Enfin, l'alliance avec Lockheed Martin via ForwardEdge ASIC est une arme à double tranchant. D'un côté, elle valide la technologie auprès d'un client stratégique. De l'autre, les contrats de défense comportent souvent des restrictions à l'exportation et des limitations d'usage commercial, ce qui pourrait réduire le marché pour les licences civiles.
Prévisions : les 30 et 90 prochains jours
30 jours (d'ici le 10 juin 2026) :
Le 14 mai, BrainChip a tenu une présentation de sa feuille de route technologique, révélant probablement des détails de la stratégie Akida, y compris les délais pour l'AKD2500 et les plans pour les outils d'IA générative. La réaction du marché à cette présentation pourrait déterminer la trajectoire de l'action pour le prochain trimestre.
L'assemblée générale annuelle des actionnaires fin mai 2026 apportera des rapports financiers détaillés. Je m'attends à des annonces de progrès sur de nouveaux accords de licence, car l'entreprise a besoin de signaux positifs pour maintenir la valeur actionnariale.
90 jours (d'ici le 9 août 2026) :
Le prototype de l'AKD2500 sera dévoilé au troisième trimestre 2026, et ce sera l'événement principal.
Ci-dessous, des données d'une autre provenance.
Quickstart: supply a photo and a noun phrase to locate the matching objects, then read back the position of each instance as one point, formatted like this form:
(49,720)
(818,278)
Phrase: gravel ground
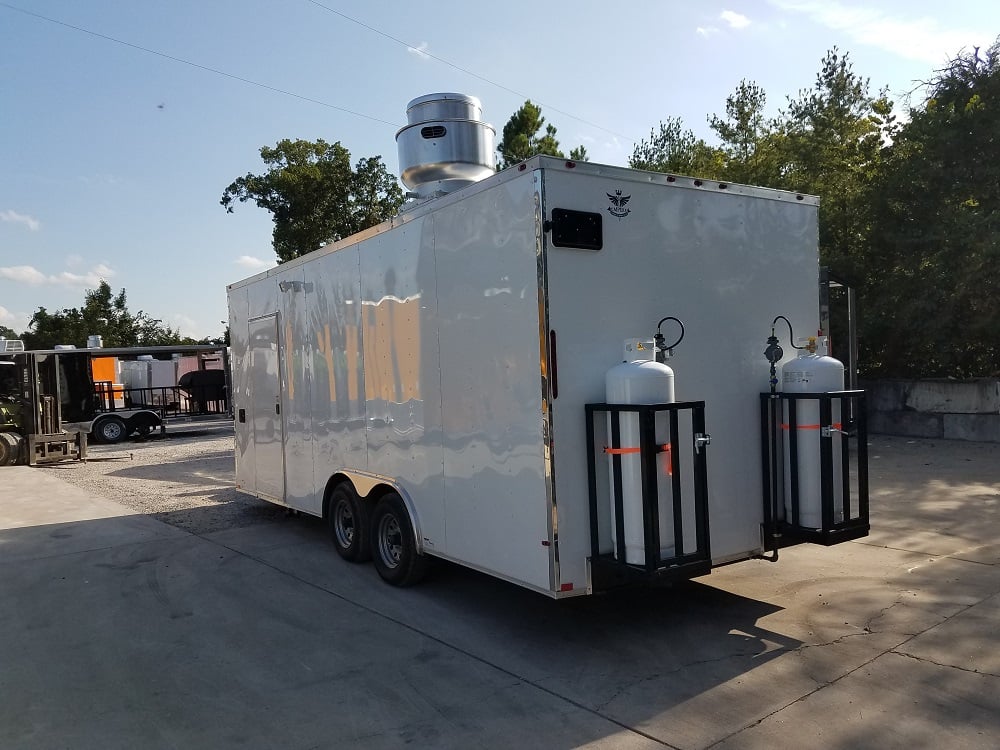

Si les premiers tests confirment les performances et l'efficacité énergétique annoncées sur des tâches réelles, le nombre de demandes de licence pourrait croître de façon exponentielle.
EDGEAI devrait commencer à intégrer l'IP Akida 2.0 dans ses propres SoC. Les premiers résultats de cette collaboration montreront à quelle vitesse le modèle de licence de BrainChip se convertit en revenus réels.
Conclusion stratégique : BrainChip parie que l'efficacité énergétique deviendra le critère principal pour l'IA de périphérie en 2027-2028. Si cette prévision se vérifie, l'entreprise sera au bon endroit au bon moment avec la bonne architecture et des clients précoces dans des secteurs stratégiques. Il n'y a pas de concurrents directs dans ce créneau aujourd'hui : certaines entreprises fabriquent des accélérateurs de périphérie conventionnels et ignorent l'approche neuromorphique, d'autres développent des puces neuromorphiques mais utilisent des circuits analogiques moins pratiques pour la production de masse. BrainChip est la seule entreprise à proposer une IP neuromorphique événementielle entièrement numérique qui peut être intégrée dans des conceptions SoC standard sans exigences technologiques exotiques. Les 90 prochains jours montreront si cette unicité se transforme en succès commercial ou reste une curiosité technologique.